Muito antes de o aquecimento global invadir a agenda de inquietações do planeta, a FAPESP já fazia investimentos de fôlego na ciência do clima. De um radar meteorológico instalado na década de 1970 no interior paulista para monitorar as chuvas e abastecer de informações os agricultores e a Defesa Civil até o Programa FAPESP de Pesquisa sobre Mudanças Climáticas Globais (PFPMCG), que investirá pelo menos R$ 100 milhões até 2018, a Fundação demonstrou uma preocupação contínua em formar recursos humanos e aumentar a quantidade e a qualidade da contribuição dos pesquisadores de São Paulo no avanço do conhecimento sobre o tema – com isso, ajudou o país a conquistar espaço no debate mundial sobre as mudanças climáticas. “Ao patrocinar projetos de cientistas do estado de São Paulo mesmo quando eles estudam fenômenos em outros estados, como é o caso da Amazônia, a FAPESP ajudou a moldar uma comunidade de pesquisadores que hoje produz ciência do clima de classe internacional”, diz Reynaldo Victoria, professor do Centro de Energia Nuclear na Agricultura (Cena), do campus Luiz de Queiroz da Universidade de São Paulo em Piracicaba, coordenador executivo do PFPMCG.

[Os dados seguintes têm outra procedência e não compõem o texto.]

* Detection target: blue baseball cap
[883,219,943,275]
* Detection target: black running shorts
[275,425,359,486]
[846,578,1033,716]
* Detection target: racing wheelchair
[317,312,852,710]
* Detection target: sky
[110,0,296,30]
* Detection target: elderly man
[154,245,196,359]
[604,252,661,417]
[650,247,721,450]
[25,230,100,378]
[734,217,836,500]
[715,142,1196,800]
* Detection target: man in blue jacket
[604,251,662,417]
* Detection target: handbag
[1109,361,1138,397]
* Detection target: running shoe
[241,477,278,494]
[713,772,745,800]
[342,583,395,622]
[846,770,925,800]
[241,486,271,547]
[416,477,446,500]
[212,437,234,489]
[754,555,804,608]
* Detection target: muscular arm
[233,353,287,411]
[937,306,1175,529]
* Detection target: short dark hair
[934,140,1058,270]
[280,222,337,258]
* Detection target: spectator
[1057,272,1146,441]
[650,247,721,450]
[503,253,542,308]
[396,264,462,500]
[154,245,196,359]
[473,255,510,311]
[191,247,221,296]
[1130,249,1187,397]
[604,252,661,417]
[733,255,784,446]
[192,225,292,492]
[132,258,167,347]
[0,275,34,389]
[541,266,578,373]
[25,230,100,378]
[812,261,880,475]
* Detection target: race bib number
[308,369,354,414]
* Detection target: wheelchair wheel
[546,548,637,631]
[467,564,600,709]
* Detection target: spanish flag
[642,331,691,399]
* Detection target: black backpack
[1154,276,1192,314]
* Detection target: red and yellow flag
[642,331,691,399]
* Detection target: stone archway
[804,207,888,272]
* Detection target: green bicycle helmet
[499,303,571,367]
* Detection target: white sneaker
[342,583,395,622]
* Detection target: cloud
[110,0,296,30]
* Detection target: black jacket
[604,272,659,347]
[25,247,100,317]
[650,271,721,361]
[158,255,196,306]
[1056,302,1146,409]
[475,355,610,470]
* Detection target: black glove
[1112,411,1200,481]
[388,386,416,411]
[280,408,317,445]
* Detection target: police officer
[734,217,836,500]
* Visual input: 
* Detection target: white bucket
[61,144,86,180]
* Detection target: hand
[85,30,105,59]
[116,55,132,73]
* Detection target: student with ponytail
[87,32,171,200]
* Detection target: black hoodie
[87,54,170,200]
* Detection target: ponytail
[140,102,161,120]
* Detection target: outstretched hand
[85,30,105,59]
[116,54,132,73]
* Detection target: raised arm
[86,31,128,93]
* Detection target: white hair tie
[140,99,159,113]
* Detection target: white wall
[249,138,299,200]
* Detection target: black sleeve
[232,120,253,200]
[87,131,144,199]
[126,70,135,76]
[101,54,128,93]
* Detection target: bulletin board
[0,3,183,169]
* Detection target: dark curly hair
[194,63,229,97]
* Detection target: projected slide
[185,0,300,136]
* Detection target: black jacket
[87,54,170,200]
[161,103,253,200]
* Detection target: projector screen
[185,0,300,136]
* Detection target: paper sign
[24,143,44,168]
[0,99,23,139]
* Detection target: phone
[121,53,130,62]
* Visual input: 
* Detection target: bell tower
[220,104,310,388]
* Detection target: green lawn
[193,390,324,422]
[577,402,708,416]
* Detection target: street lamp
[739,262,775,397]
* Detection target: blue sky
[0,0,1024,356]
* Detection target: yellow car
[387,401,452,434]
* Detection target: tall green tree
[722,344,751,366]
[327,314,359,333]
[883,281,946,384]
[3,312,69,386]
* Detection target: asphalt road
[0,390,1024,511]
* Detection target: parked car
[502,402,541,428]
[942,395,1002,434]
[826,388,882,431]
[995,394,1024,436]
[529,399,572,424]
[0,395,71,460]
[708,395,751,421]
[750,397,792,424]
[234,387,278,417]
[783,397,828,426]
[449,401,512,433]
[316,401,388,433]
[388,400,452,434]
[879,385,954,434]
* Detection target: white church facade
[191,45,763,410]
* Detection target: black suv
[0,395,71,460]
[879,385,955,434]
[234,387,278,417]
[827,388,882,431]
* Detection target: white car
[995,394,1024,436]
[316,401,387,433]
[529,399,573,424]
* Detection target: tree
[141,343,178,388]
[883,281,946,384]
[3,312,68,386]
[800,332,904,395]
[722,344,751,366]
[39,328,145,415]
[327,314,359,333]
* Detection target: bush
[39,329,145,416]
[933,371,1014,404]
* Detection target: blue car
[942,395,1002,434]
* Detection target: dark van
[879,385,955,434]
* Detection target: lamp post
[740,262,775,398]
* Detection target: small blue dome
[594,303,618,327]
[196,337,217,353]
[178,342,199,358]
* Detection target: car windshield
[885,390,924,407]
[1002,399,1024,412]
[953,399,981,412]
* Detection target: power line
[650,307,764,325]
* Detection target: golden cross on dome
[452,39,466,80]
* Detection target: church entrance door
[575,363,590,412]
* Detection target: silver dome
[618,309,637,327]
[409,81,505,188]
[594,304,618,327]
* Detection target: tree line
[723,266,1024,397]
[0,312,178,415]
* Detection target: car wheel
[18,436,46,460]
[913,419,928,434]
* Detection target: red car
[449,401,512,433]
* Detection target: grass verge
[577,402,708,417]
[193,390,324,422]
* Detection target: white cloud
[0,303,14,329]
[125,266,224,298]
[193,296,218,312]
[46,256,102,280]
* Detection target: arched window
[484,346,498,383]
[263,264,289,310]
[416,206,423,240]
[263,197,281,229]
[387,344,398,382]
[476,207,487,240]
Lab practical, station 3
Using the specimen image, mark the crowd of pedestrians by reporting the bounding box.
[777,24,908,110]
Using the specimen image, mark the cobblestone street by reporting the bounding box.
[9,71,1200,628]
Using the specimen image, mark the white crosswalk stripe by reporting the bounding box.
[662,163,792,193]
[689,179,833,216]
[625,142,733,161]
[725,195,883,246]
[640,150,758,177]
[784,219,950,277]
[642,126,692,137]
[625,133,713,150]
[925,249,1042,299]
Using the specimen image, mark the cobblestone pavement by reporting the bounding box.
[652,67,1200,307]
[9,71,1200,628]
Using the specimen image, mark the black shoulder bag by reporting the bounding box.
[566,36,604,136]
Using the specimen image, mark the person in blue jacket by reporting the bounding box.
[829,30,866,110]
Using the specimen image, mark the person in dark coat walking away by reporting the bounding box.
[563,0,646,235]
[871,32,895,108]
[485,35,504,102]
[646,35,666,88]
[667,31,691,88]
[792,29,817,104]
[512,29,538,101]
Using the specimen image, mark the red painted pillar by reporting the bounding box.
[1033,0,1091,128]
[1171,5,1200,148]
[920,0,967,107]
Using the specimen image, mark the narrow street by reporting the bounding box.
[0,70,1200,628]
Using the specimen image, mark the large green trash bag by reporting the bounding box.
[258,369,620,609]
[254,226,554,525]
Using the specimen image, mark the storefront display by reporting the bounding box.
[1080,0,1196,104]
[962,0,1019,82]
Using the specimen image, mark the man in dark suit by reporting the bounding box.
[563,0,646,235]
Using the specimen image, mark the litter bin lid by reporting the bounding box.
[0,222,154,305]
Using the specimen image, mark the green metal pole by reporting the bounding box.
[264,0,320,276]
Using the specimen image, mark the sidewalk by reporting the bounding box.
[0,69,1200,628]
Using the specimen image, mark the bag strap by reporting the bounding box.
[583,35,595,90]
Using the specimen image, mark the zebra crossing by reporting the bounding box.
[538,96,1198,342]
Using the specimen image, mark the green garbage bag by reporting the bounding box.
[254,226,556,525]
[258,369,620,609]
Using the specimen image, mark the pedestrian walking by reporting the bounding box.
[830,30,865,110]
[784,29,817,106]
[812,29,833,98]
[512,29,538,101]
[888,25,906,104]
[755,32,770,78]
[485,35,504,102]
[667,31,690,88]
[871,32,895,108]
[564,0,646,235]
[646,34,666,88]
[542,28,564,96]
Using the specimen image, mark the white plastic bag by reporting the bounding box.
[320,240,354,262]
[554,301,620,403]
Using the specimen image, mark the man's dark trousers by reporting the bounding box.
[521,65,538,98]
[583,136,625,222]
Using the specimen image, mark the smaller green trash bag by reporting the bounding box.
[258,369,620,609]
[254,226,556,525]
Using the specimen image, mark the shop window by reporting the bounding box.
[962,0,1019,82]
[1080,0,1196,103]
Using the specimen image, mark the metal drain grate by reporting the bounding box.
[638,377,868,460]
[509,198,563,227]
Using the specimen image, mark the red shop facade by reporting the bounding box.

O primeiro grande investimento da FAPESP ocorreu em 1974, com a instalação de um radar meteorológico na cidade de Bauru, no interior paulista. Implantado no Instituto de Pesquisas Meteorológicas (Ipmet), que depois seria incorporado à Universidade Estadual Paulista (Unesp), o equipamento se tornou o ponto de partida da atual rede paulista de radares meteorológicos. Na época, os radares disponíveis em São Paulo pertenciam à Aeronáutica e eram talhados para monitorar o espaço aéreo.
Proposto no início dos anos 1970 como um projeto especial da FAPESP pelo então diretor científico Oscar Sala (1922-2010), o Radar Meteorológico de São Paulo (Radasp) tinha um duplo objetivo: criar um ambiente capaz de formar recursos humanos em meteorologia, usando técnicas avançadas para a época, e oferecer, com rapidez, previsões do tempo que permitissem à agricultura paulista se programar e à Defesa Civil monitorar os efeitos de tempestades. “O professor Sala anteviu a importância que a meteorologia teria no contexto das ciências atmosféricas e tomou a iniciativa de propor um programa piloto, que, além de fomentar a pesquisa, envolvia uma transferência direta de conhecimento para a sociedade e o setor produtivo”, diz Roberto Vicente Calheiros, professor titular da Unesp e pesquisador do Ipmet. Logo que o radar entrou em operação, a Rádio Eldorado, de São Paulo, começou a divulgar informações sobre previsões de chuva obtidas pelo equipamento.
Serviço essencial
O radar de Bauru permitiu acompanhar em tempo real a ocorrência de chuvas no estado e fornecer previsões imediatas, de alguns minutos até horas adiante. “Trata-se de um serviço essencial à sociedade, como a segurança pública e o sistema de saúde”, diz Calheiros. As pesquisas incorporaram equipes do Departamento de Águas e Energia Elétrica (Daee), da Escola Politécnica e da Escola de Engenharia de São Carlos (USP) e da Escola de Engenharia de Ilha Solteira (Unesp), com destaque para estudos sobre chuvas de verão e camadas da atmosfera. Um dado curioso: o radar instalado em 1974 foi substituído, nos anos 1990, por um equipamento mais moderno. Recentemente, a Universidade Federal de Alagoas levou-o para Maceió, onde o velho radar voltou a funcionar.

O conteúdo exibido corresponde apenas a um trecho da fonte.